Büyükgebiz, cinsiyet hoşnutsuzluğu yaşayan çocuklara erken yaşta hormon tedavisi uygulanmasının bilimsel olarak yanlış bir yaklaşım olduğuna dikkat çekerek şu uyarılarda bulundu:

"Cinsiyet gelişimi sadece ergenlikle sınırlı değildir. Beynin bu konudaki olgunlaşma süreci 22-23 yaşına kadar devam eder. Bu nedenle çocuklara erken yaşta hormon tedavisi uygulanması geri dönüşü olmayan biyolojik ve psikolojik sorunlara yol açabilir.
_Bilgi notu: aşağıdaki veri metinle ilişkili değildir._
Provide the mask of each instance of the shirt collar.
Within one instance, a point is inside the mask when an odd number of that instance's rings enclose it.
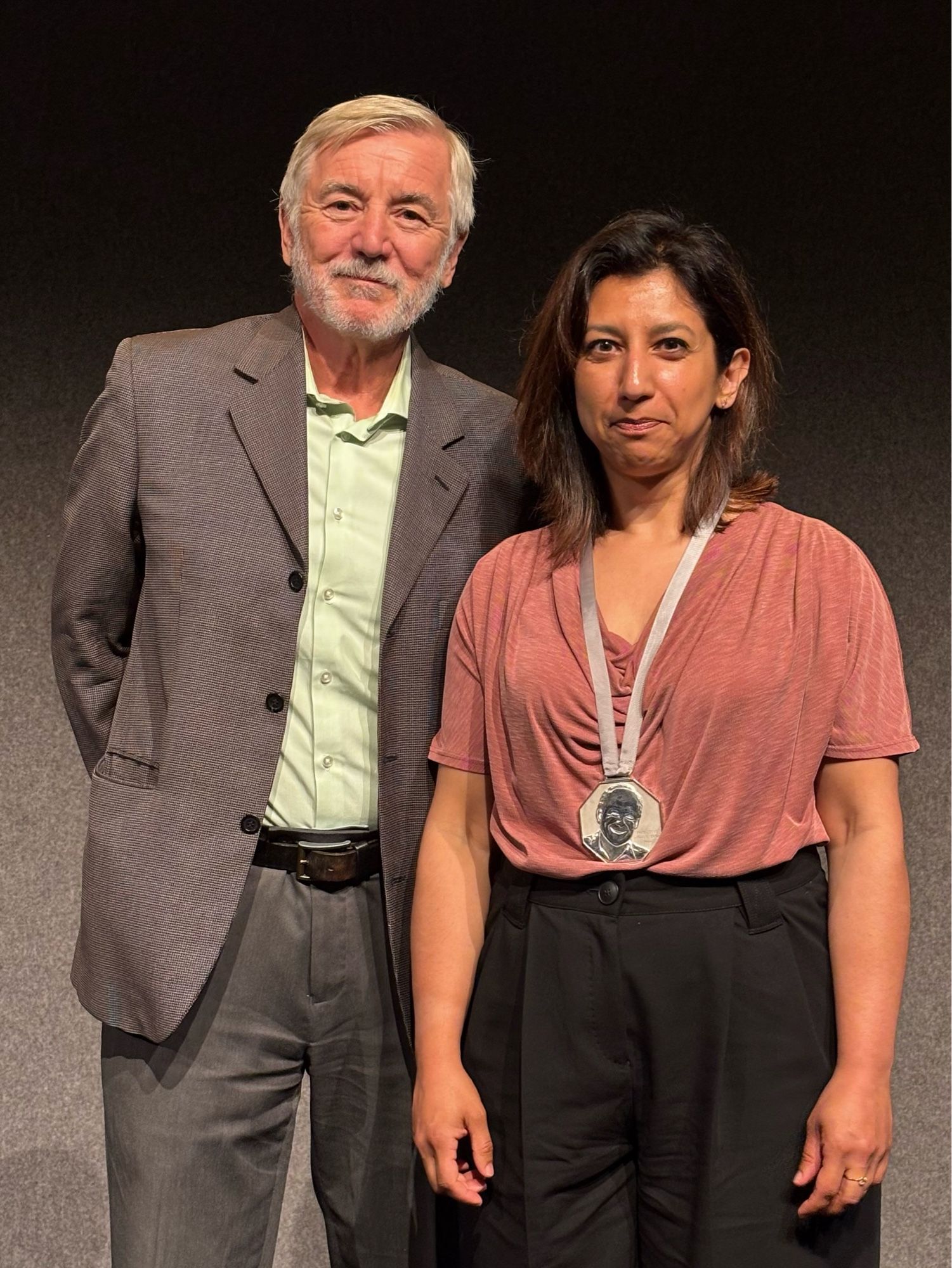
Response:
[[[303,337],[303,331],[301,332]],[[363,444],[381,427],[406,429],[406,420],[410,416],[410,364],[413,361],[410,339],[404,344],[404,355],[400,358],[396,374],[393,375],[383,404],[371,418],[354,418],[353,408],[347,401],[338,401],[334,397],[324,396],[317,391],[311,369],[311,359],[307,355],[307,340],[305,340],[305,399],[310,410],[316,410],[319,415],[329,418],[334,425],[334,431],[339,436],[348,436]]]

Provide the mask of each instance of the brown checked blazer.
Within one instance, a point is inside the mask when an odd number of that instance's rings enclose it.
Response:
[[[53,661],[91,775],[72,981],[160,1040],[235,914],[278,761],[307,572],[293,308],[124,340],[83,429]],[[381,619],[380,834],[404,1022],[409,917],[443,662],[476,560],[520,527],[512,401],[413,346]],[[296,588],[297,587],[297,588]]]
Ergenlik sürecinde bireyin kendini keşfetmesi devam ederken yapılan bu tür müdahaleler, ilerleyen yıllarda pişmanlık ve sağlık sorunları yaratabilir."

Büyükgebiz ayrıca, sosyal medyada bilinçsizce yayılan bilgi kirliliği nedeniyle bu tür ilaçların gelişigüzel kullanılmasının ciddi sağlık sorunlarına yol açabileceğini belirtti.

Plastik Kaplardan Pestisitlere Kadar Her Şey Risk İçeriyor

Gıda güvenliğinin hormon dengesini korumada kritik bir rol oynadığını ifade eden Büyükgebiz, tüketicilere şu önerilerde bulundu:

  • Plastik kapları mikrodalgada kullanmaktan kaçının, çünkü ısıyla birlikte zararlı kimyasallar gıdaya geçebilir.
  • Sebze ve meyveleri iyice yıkayın ve mümkünse organik ürünler tüketin.
  • Pestisit (tarım ilacı) kalıntıları içeren gıdalar, hormon bozucu etki yaparak sağlığı tehdit edebilir.
  • Bilinçsiz kullanılan bazı aktar ürünleri de hormon dengesini bozabilir.

Aşılar Kısırlığa Yol Açmaz!

Son yıllarda aşı karşıtları tarafından ortaya atılan "aşılar kısırlık yapar" iddiasına da değinen Büyükgebiz, bu söylemlerin bilimsel bir dayanağı olmadığını belirtti.

"Aşılar, bağışıklık sistemini güçlendirmek ve bulaşıcı hastalıkları önlemek için geliştirilmiş bilimsel ürünlerdir. Kısırlık yapıcı bir etkileri yoktur. Aşı karşıtlığı nedeniyle dünyada daha önce kontrol altına alınmış hastalıklar yeniden artış göstermeye başladı. Çocuk felci, kızamık ve tüberküloz gibi hastalıklar, düşük aşılama oranları nedeniyle tekrar tehdit oluşturmaktadır."

Uzmanlar, toplum sağlığını korumak için bilimsel verilere dayalı hareket edilmesi gerektiğinin altını çizerek, halkın hormon bozuculara karşı bilinçlendirilmesinin büyük önem taşıdığını vurguladı.